Shielded from view by a black curtain, the man with a Russian accent spoke over a microphone while his interaction with the “Deep Web”—the part of the Internet not accessible through standard search engines because it serves to facilitate illicit activity—was projected onto a large overhead screen. Attendees of FIU’s “Trends in Cybersecurity” conference followed along in rapt attention as he purchased active credit card numbers and, in one case, an American citizen’s social security number, each for a few dollars.

“There are thousands of people doing this online,” said Villanueva, who heads the Electronic Crimes Task Force in South Florida. “I’m not going to sugarcoat it. I want the academics to know. I want the community to know what’s really happening out there.”


Robert Villanueva of the Secret Service, arms extended, stands in front of a screen displaying a page on the Deep Web on which a list of active credit card numbers are available for purchase.

Presented by the Department of Electrical & Computer Engineering within the College of Engineering & Computing, the conference focused on credit card fraud, which nationally totals $8.6 billion per year. Miami-Dade County is number one for such crimes, Villanueva told the audience, and just earlier this month his unit shut down a large operation in Kendall that was printing counterfeit credit cards with numbers purchased off the Deep Web.

Most of that data was acquired through major security breaches, such as the one at Target in December of 2013 and Home Depot last year. Overseas hackers, almost exclusively Russian nationals or other Russian speakers living around the world, take the information and sell it in bulk to vendors who then parse it out online to anyone looking to buy.

“The position of the United States Secret Service headquarters is that cybercrime originating from Eastern Europe is the biggest threat to the financial infrastructure of the United States of America by far,” Villaneuva said. “I’m not talking about people hacking into your computer networks to steal intellectual property or hacking the Department of Defense for national secrets. These are cybercriminals, cyberthieves that are online. They’re in it for the profit, period.”

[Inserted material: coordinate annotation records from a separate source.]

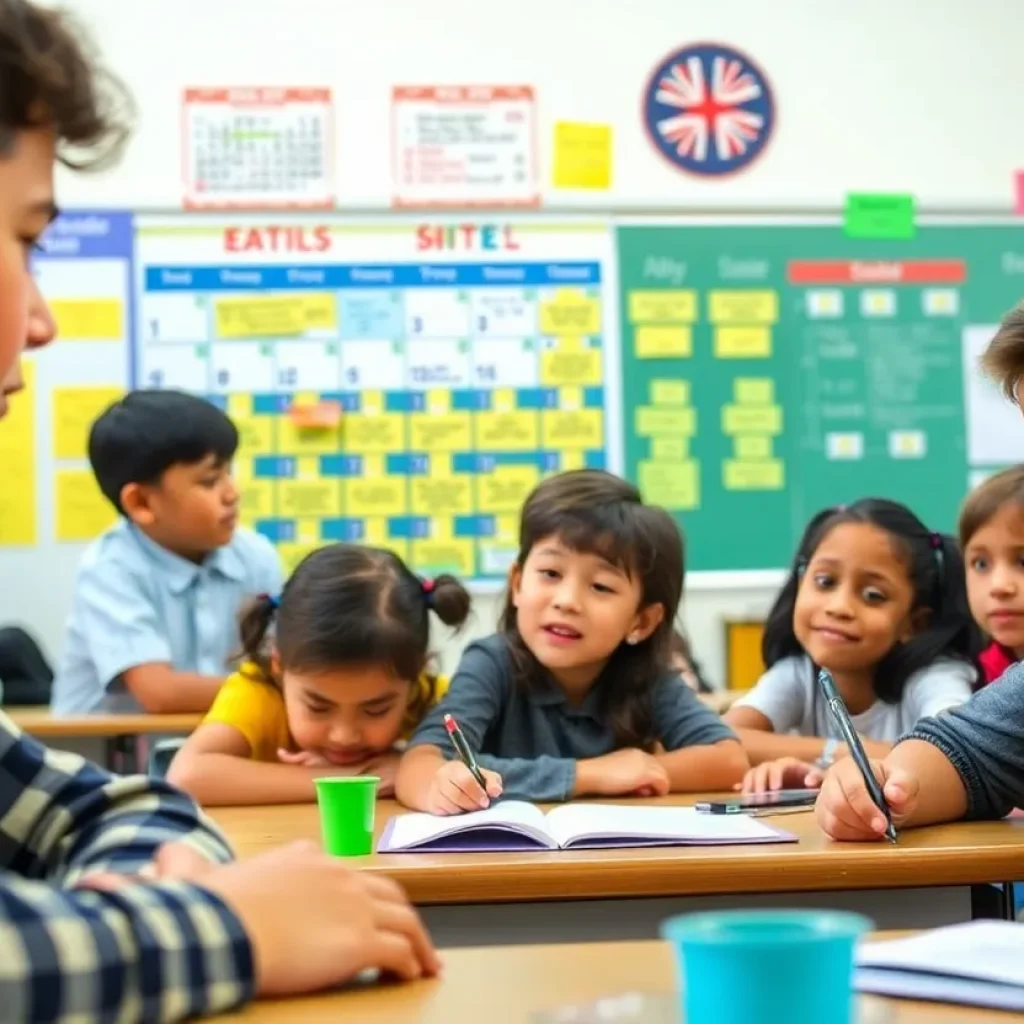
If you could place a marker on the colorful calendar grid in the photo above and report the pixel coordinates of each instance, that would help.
(460, 384)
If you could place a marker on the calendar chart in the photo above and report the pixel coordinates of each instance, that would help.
(402, 384)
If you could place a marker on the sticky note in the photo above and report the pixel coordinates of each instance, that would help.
(570, 311)
(656, 342)
(742, 342)
(560, 367)
(742, 306)
(583, 156)
(678, 306)
(274, 316)
(754, 391)
(652, 422)
(738, 474)
(674, 485)
(75, 409)
(879, 215)
(448, 432)
(752, 420)
(88, 320)
(670, 449)
(82, 512)
(752, 446)
(670, 392)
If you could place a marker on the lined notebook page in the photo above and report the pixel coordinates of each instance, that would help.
(580, 820)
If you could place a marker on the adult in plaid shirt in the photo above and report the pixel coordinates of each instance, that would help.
(117, 899)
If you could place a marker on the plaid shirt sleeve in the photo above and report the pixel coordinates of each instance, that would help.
(147, 952)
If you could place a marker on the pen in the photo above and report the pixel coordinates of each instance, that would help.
(842, 717)
(462, 749)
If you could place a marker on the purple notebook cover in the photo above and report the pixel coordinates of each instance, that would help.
(499, 840)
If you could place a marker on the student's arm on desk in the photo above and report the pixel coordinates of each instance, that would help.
(214, 765)
(161, 690)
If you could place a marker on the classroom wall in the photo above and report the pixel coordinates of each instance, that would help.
(921, 95)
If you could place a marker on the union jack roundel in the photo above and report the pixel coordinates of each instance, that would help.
(709, 110)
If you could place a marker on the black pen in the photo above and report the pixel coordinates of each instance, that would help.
(462, 749)
(842, 717)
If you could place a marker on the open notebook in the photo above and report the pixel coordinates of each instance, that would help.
(512, 824)
(979, 964)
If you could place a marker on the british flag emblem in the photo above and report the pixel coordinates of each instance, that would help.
(709, 110)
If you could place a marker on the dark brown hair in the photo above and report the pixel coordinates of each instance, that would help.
(597, 513)
(49, 79)
(349, 604)
(987, 499)
(1004, 359)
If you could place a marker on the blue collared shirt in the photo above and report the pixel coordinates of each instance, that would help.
(135, 602)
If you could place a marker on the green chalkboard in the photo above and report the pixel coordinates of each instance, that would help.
(772, 369)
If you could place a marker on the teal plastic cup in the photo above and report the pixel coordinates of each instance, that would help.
(754, 967)
(347, 809)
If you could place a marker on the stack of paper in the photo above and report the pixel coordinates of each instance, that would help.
(980, 964)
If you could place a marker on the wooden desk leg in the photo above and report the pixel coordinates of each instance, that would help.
(993, 902)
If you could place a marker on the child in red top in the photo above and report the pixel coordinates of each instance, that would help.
(991, 532)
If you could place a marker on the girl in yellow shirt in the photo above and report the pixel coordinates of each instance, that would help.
(333, 678)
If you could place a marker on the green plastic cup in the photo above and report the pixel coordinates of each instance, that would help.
(347, 809)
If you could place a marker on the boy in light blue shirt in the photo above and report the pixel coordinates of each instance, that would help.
(157, 598)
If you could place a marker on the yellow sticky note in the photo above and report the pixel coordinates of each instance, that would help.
(256, 500)
(583, 428)
(308, 498)
(82, 512)
(751, 420)
(508, 431)
(670, 449)
(678, 306)
(583, 156)
(379, 496)
(384, 432)
(443, 432)
(506, 488)
(752, 446)
(670, 392)
(75, 409)
(742, 306)
(89, 320)
(652, 422)
(674, 485)
(274, 315)
(581, 367)
(658, 342)
(742, 342)
(754, 391)
(763, 475)
(443, 495)
(570, 311)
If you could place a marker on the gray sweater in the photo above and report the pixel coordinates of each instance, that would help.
(984, 741)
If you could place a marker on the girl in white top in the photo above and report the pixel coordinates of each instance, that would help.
(878, 600)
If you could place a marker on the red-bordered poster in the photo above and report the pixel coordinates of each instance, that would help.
(464, 145)
(258, 147)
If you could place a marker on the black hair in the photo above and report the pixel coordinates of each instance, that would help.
(49, 78)
(140, 436)
(349, 604)
(935, 568)
(597, 513)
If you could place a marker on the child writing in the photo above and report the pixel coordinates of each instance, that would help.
(879, 601)
(333, 678)
(968, 763)
(574, 695)
(991, 531)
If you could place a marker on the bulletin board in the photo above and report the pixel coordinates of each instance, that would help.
(772, 368)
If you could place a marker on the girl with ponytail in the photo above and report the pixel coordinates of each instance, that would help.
(333, 678)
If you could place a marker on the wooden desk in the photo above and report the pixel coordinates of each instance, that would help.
(507, 985)
(471, 898)
(119, 731)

The current upgrade to credit cards embedded with EMV chips—a security measure common in Europe and now required in the United States—should cut down on the stealing of card information associated with on-site purchases, as discussed in a panel session during the conference. At the point of purchase, the chip encrypts data in a way that protects it from, for example, being recorded by “skimmers,” the hidden machinery that thieves attach to credit card swipers at ATMs and gas stations.

Building awareness

The conference brought together FIU faculty and students with industry professionals and experts to drive home the seriousness of the matter and spread the word.

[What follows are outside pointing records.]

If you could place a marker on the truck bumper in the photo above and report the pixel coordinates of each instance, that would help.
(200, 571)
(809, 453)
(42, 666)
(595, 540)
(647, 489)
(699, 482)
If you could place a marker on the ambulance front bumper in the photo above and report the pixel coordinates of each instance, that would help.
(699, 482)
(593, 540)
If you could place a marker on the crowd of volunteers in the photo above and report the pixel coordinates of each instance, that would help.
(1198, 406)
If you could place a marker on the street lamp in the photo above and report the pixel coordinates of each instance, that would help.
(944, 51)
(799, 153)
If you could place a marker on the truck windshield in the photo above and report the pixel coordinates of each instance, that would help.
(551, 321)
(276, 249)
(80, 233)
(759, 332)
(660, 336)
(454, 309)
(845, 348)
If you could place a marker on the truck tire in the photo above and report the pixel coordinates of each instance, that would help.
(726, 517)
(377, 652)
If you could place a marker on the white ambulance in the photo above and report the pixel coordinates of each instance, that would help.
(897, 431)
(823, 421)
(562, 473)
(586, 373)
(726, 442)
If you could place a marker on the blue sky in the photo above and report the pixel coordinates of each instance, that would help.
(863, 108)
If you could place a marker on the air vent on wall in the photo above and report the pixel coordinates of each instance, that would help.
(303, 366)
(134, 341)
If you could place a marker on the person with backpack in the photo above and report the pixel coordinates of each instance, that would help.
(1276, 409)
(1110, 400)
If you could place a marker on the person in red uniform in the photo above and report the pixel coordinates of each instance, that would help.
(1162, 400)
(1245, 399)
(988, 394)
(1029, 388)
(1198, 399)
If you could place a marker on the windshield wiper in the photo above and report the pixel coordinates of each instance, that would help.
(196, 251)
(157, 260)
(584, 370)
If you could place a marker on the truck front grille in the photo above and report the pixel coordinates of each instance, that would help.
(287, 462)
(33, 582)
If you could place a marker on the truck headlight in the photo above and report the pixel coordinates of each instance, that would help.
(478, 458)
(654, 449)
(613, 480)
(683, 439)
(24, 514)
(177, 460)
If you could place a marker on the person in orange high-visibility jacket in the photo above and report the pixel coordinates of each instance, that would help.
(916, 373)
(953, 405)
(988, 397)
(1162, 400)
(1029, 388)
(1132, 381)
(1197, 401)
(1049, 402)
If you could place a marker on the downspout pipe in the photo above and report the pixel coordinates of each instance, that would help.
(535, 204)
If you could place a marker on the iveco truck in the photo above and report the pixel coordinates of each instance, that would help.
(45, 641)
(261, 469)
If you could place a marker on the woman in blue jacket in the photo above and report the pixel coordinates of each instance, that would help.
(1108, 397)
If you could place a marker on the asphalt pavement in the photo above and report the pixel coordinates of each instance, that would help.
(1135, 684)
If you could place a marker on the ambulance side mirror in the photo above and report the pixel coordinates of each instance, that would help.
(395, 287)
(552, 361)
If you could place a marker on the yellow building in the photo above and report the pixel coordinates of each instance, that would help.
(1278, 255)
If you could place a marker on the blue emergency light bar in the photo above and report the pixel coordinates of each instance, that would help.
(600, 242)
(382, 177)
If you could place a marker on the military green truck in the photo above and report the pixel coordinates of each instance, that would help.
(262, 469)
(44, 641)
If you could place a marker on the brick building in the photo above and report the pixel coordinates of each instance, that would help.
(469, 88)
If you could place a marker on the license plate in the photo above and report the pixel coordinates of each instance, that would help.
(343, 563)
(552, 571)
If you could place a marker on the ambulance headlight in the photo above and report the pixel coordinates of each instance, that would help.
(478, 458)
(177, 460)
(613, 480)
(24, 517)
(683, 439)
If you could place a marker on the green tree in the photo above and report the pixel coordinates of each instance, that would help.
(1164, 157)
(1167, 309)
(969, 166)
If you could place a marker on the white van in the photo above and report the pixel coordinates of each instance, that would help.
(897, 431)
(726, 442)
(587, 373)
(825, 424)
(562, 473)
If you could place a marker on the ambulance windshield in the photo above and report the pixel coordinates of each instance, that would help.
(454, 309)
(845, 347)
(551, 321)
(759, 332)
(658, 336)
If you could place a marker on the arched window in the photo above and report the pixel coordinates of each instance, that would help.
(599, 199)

“Security has only become an issue over the last 10 years. Before that we were thinking about functionality, performance, making life easier for us. And then people started taking advantage of all that,” said Alexander Pons, a lecturer in the Department of Electrical & Computer Engineering.

“We trust too much, and I think that’s our biggest liability in some cases,” he said.

Pons gave the example of how easily people relinquish control of their credit cards, be it at a restaurant to pay a bill or at a doctor’s office to satisfy a copay. “One of the things that amazes me is how people hand their credit cards to an individual they don’t know. What stops that individual from easily taking your number, taking your security code on the back and the expiration date?”

Graduate student Swheata Upputolla, already interested in the subject and enrolled in the department’s network security track, said the live demo strengthened her commitment to research in cybersecurity. “I never knew actually that this would happen, [that] in minutes you can buy a stolen credit card. I was completely shocked.”

Even the chair of the department, Shekhar Bhansali, who organized the conference and hopes to make it an annual affair, recalled his own credit card woes while chatting during a break. Soon after using his card to pay for a meal in a Coconut Grove restaurant, his account registered a $6,000 purchase at a nearby shopping center. It drove home for him that individuals must take responsibility for safeguarding their information and stay vigilant.

“Ninety percent of the battle,” he said, “is just being aware of what footprint you are leaving and where.”

Tips for avoiding credit card fraud

  • Use cash to avoid small credit card transactions in which your card is taken out of sight for payment processing. An unscrupulous employee might copy down your information.
  • For the same reason as above, when paying at a restaurant, speak up if your server does not return promptly with your credit card. Coming soon: “Table safe” payments in which the cardholder pays tableside.
  • Choose your bank’s ATM machine over those at gas stations or other questionable locations as the latter have a higher likelihood of being compromised.
  • When making online purchases, restrict your shopping to reputable, larger companies, as they are more likely than smaller ones to be in compliance with industry security standards. (Even then, there are no guarantees, as the examples of the Target and Home Depot data breaches make clear.)
  • Separately, to avoid identity theft and the risk of someone opening credit cards in your name, do not share your social security number when completing most paperwork. While employers and financial institutions (including some credit card issuers) require the information, and various governments need it when you file income taxes or apply for a driver’s license or government benefits, no one else should be asking for it.